1 message · Brian Ripley

#
A belated reply: I have been away and then busy (including on this).
A bug.  Using the appropriate tail for accuracy is irrelevant, though.
I've worked over all these for 1.1.0.  Be careful in how much sameness
to expect, though. drop1 has an argument called 'scale', and is
generic.  So drop1.glm must have the same name even though `dispersion'
might be more appropriate.
Over-dispersion is discussed at length in

Collett, D. (1991) Modelling Binary Data

and somewhat less discursively in

Cox & Snell (1989) Analysing Binary Data
McCullagh & Nelder (1989, section 4.5)
Aitkin, Anderson, Francis, Hinde (1983) Statistical Modelling in GLIM

amongst others.  Almost all of this is binomial models, but Aitkin et al
do consider Poisson.

Basically, all find some justification for a model with variance phi >=
1 times that given by a binomial or poisson family. For X_i ~
binomial(n, p_i), n > 1 not depending on i, this is known as the
Williams model in some circles.  So people since Williams (and I seem
to remember before) have been fitting such models and estimating phi by
residual deviance/residual df.  That is a quasi-likelihood procedure,
as even where real models exist, the glm is not giving the MLE.

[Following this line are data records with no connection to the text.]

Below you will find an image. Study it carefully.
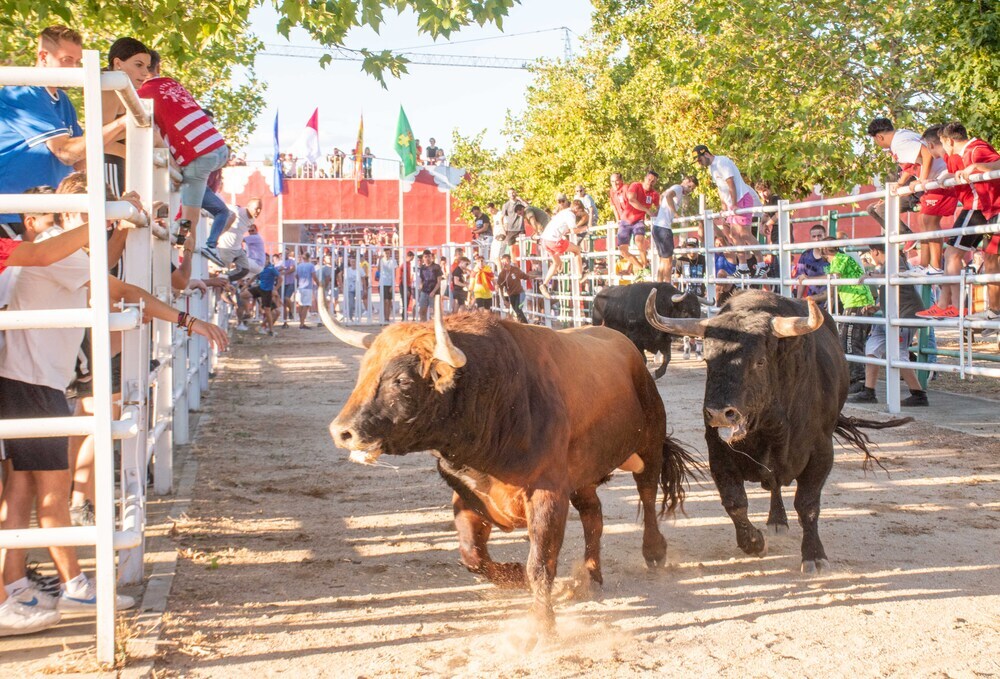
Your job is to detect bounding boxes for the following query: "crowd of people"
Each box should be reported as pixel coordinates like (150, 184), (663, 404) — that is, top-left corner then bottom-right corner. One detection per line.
(0, 26), (230, 636)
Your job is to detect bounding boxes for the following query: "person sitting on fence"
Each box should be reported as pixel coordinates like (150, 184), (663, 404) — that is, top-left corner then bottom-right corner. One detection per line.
(847, 243), (928, 407)
(497, 255), (530, 323)
(540, 198), (590, 297)
(472, 252), (496, 311)
(918, 123), (1000, 320)
(0, 172), (228, 612)
(448, 257), (470, 313)
(813, 236), (875, 393)
(417, 250), (444, 321)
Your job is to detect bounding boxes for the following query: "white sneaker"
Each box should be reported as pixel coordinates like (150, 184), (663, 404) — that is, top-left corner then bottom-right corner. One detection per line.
(59, 577), (135, 613)
(10, 583), (59, 611)
(0, 597), (62, 637)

To make sense of this I have introduced two new families, quasibinomial
and quasipoisson, that use the Williams model, and now 
binomial and Poisson never allow phi to be estimated.  And for the Williams
model there is an "F" test option to add1 and drop1 (and if you
use "F" with a binomial or poisson it tells you it is really using
the quasi-version).   This applies to summary.glm, predict.glm, anova.glm,
add1.glm, drop1.glm.  (As quasi models have no likelihood, they
have no AIC either, and so step will not work for them.)